A new study by PriceListo reports a night out in America's Finest City costs on average $225.27.

SAN DIEGO — A new study by the price-monitoring website PriceListo lists America's Finest City as the most expensive city in the U.S. to go on a night out.

Charlotte, North Carolina, followed with a night out costing, on average, $224.75, and Austin, Texas, with an average of $221.23.

The study collected the cost of living data from each U.S. city with a population of 500,000. The study compared the average price of a cocktail, cab fare for a three-mile journey, a bottle of wine, and a pint of beer. And then added together the prices for an overall cost.

The study also analyzed data from the hotel site "Vio" to discover the median prices for each city's one-night stay in a budget hotel. 

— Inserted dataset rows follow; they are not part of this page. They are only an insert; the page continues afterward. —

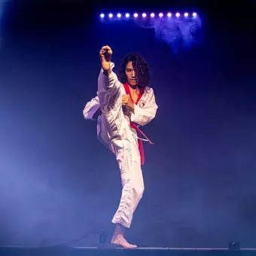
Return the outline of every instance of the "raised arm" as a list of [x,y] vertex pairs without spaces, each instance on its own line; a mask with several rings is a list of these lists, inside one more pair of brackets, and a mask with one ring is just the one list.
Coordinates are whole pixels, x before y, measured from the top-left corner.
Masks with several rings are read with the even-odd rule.
[[101,109],[99,108],[99,97],[96,96],[88,102],[84,110],[84,117],[86,120],[96,120],[99,114],[101,114]]
[[111,62],[111,55],[112,50],[108,46],[102,47],[99,52],[102,69],[98,79],[98,96],[102,111],[108,105],[111,98],[114,100],[120,93],[120,83],[112,70],[114,64]]

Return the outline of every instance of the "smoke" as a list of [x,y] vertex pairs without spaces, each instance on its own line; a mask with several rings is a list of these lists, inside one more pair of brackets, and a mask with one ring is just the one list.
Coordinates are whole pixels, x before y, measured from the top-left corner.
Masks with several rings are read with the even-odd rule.
[[198,14],[196,18],[138,19],[136,22],[144,29],[154,29],[156,39],[167,44],[175,53],[200,41],[202,23]]

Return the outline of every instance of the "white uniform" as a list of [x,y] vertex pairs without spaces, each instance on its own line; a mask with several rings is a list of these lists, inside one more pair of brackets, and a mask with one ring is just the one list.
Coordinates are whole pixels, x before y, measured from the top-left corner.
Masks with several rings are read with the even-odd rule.
[[[111,63],[111,69],[114,64]],[[83,114],[85,119],[93,120],[100,107],[102,114],[97,120],[99,139],[116,156],[123,185],[119,207],[112,222],[130,227],[133,215],[144,191],[140,154],[136,131],[130,126],[132,122],[143,126],[154,117],[158,108],[152,88],[146,87],[134,113],[124,114],[122,96],[126,94],[123,85],[112,71],[109,76],[100,72],[97,96],[86,105]]]

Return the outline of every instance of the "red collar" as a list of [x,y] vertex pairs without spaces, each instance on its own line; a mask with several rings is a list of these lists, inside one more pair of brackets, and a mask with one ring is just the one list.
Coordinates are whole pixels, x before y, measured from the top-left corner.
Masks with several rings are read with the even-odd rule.
[[133,103],[137,105],[138,102],[139,102],[139,100],[141,99],[141,98],[142,97],[142,95],[143,95],[144,90],[145,90],[145,87],[139,89],[139,96],[138,96],[137,101],[136,102],[134,102],[133,99],[133,97],[132,97],[132,93],[131,93],[131,90],[130,89],[129,84],[127,82],[124,83],[123,84],[123,87],[124,87],[124,90],[125,90],[126,93],[130,95],[130,98],[131,98],[131,99],[133,101]]

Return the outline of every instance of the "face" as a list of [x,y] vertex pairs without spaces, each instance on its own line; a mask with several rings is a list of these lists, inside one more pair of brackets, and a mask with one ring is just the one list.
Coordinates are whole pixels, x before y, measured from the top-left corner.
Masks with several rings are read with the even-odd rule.
[[132,86],[137,85],[136,73],[133,69],[133,62],[130,61],[126,64],[125,68],[125,75],[126,76],[126,81]]

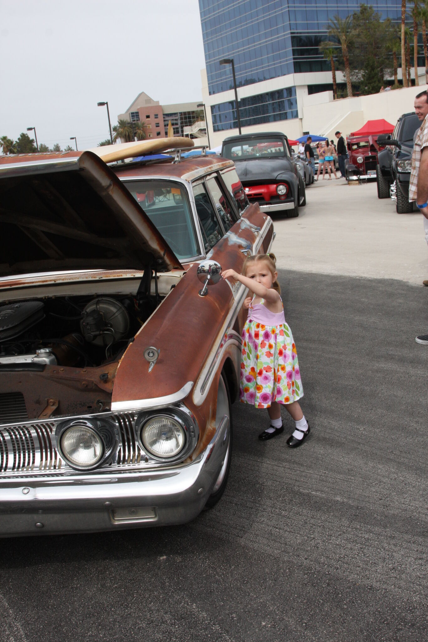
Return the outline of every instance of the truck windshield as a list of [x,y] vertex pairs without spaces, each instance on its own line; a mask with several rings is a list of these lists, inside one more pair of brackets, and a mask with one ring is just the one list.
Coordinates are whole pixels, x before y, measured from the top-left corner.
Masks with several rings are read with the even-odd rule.
[[169,180],[124,180],[180,261],[200,254],[187,194]]
[[232,160],[250,160],[258,158],[277,158],[287,156],[287,152],[280,138],[257,138],[227,143],[221,155]]

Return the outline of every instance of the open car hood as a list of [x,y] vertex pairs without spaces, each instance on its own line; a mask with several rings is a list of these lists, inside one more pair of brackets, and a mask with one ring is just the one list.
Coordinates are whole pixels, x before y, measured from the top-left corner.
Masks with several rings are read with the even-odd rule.
[[146,213],[90,152],[0,159],[0,276],[182,269]]

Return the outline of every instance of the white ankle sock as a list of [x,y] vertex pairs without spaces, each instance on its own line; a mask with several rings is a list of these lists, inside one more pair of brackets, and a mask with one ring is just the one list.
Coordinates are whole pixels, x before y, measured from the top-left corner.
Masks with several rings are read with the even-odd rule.
[[[268,428],[266,428],[267,433],[273,433],[275,432],[275,428],[280,428],[282,426],[282,419],[280,417],[278,419],[271,419],[271,425]],[[272,428],[273,426],[273,428]]]
[[307,421],[305,419],[305,415],[304,415],[302,418],[298,421],[295,421],[295,424],[296,428],[300,428],[300,430],[295,430],[293,433],[293,437],[295,437],[296,439],[303,439],[304,435],[303,433],[300,432],[300,430],[304,430],[305,432],[307,430]]

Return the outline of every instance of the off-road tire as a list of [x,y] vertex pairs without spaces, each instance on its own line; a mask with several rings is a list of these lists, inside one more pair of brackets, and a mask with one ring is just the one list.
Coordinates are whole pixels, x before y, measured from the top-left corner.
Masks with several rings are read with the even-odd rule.
[[397,186],[397,200],[395,201],[395,208],[398,214],[411,214],[413,211],[413,204],[409,203],[406,200],[404,195],[402,192],[399,184]]
[[230,394],[229,393],[229,386],[227,385],[227,379],[225,376],[224,372],[222,372],[220,375],[220,381],[219,383],[219,394],[220,391],[220,387],[224,384],[225,388],[226,388],[226,394],[227,395],[227,406],[228,406],[228,412],[229,415],[229,444],[227,449],[227,462],[226,463],[226,466],[225,469],[223,468],[220,473],[220,475],[223,475],[223,479],[220,484],[219,487],[214,492],[212,492],[210,496],[207,500],[207,503],[205,504],[205,508],[212,508],[216,505],[218,501],[221,498],[223,492],[226,489],[226,486],[227,485],[227,480],[229,476],[229,471],[230,470],[230,461],[232,460],[232,436],[233,436],[233,429],[232,427],[232,404],[230,403]]
[[379,164],[376,166],[376,184],[377,185],[377,198],[389,198],[389,183],[382,175],[381,166]]

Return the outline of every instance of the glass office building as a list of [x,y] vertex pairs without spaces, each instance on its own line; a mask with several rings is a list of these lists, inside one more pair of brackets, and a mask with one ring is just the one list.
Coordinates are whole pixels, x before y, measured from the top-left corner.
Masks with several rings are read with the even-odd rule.
[[[329,62],[319,49],[329,21],[335,15],[345,18],[361,4],[359,0],[199,0],[210,96],[233,89],[230,65],[219,64],[225,58],[234,58],[237,87],[291,74],[329,71]],[[382,19],[401,20],[400,0],[365,4]],[[325,91],[323,83],[319,91]],[[293,89],[264,92],[255,87],[245,104],[239,100],[241,125],[296,117]],[[309,93],[316,91],[316,83],[308,87]],[[211,112],[214,131],[237,126],[234,101],[219,101]]]

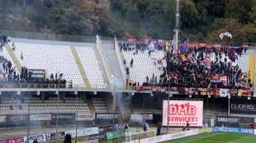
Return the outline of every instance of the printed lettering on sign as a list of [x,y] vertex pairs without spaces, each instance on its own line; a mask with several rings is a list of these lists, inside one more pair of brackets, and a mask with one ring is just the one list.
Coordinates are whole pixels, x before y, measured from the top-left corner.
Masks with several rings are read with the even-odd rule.
[[202,111],[202,101],[164,100],[163,125],[201,127]]
[[230,104],[230,112],[234,113],[248,113],[255,114],[256,113],[256,103],[254,101],[248,101],[236,103],[231,101]]
[[78,121],[92,121],[94,119],[94,114],[92,113],[78,113]]

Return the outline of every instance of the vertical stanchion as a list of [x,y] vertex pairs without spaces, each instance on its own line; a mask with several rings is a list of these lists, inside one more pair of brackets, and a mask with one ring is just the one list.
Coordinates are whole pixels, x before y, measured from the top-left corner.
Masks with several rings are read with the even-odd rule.
[[169,133],[169,102],[170,102],[170,90],[168,94],[168,104],[167,104],[167,133]]
[[26,132],[26,143],[29,143],[30,136],[30,122],[31,122],[31,91],[28,88],[28,114],[27,114],[27,132]]
[[57,113],[56,113],[56,132],[58,132],[58,125],[59,125],[59,89],[57,85]]
[[230,95],[228,96],[228,99],[229,99],[228,115],[230,116]]

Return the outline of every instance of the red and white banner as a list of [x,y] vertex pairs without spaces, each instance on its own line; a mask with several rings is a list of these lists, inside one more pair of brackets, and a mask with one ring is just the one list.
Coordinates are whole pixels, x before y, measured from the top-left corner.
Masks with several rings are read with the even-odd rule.
[[78,113],[78,121],[92,121],[95,118],[92,113]]
[[132,113],[130,115],[132,122],[141,122],[144,120],[153,120],[152,113]]
[[203,101],[163,101],[163,126],[202,127],[202,113]]
[[23,143],[23,137],[2,140],[0,143]]
[[51,114],[32,114],[31,115],[31,121],[50,121],[51,120]]

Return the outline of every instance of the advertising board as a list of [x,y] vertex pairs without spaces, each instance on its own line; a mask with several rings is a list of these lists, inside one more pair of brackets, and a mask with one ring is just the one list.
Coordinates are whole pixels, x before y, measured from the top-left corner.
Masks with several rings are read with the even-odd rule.
[[[245,100],[244,100],[245,101]],[[247,113],[255,114],[256,113],[256,103],[250,100],[245,102],[237,102],[236,100],[231,100],[230,103],[230,113]]]
[[[83,129],[78,129],[77,131],[77,136],[95,135],[98,133],[99,133],[98,127],[87,127]],[[75,130],[68,131],[65,131],[65,135],[66,134],[70,134],[72,137],[75,137],[76,131]]]
[[130,115],[130,121],[131,122],[141,122],[142,121],[153,121],[153,114],[152,113],[132,113]]
[[51,114],[32,114],[30,118],[31,121],[50,121]]
[[[34,140],[36,140],[38,142],[47,141],[45,134],[29,136],[29,143],[33,143]],[[24,143],[27,142],[27,136],[23,137],[23,141]]]
[[23,143],[23,137],[2,140],[0,143]]
[[235,132],[243,134],[254,135],[254,129],[248,129],[242,127],[212,127],[213,132]]
[[164,100],[163,126],[202,127],[203,101]]
[[95,118],[92,113],[78,113],[78,121],[92,121]]

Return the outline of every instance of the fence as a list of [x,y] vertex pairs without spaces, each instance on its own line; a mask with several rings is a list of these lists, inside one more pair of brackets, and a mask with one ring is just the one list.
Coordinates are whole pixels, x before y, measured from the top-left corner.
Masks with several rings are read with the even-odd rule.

The study finds that a pint of beer in San Diego costs $8.00, the second highest in the nation. A one-night hotel stay in America's Finest City is the third highest, costing 167.28 dollars.

Top 10 most expensive US cities for a night out: 

  1. San Diego - $225.27
  2. Charlotte - $224.75 
  3. Austin - $221.23
  4. Memphis - $216.25
  5. Columbus - $212.47
  6. Boston - $211.16
  7. Seattle - $210.61
  8. Washington, DC - $210.39 
  9. Houston - $209.54
  10. Tucson - $203.39

According to the study, the cheapest pint of beer and cocktails was in San Antonio, Texas. But the most affordable city in the U.S. for a night out was Las Vegas. 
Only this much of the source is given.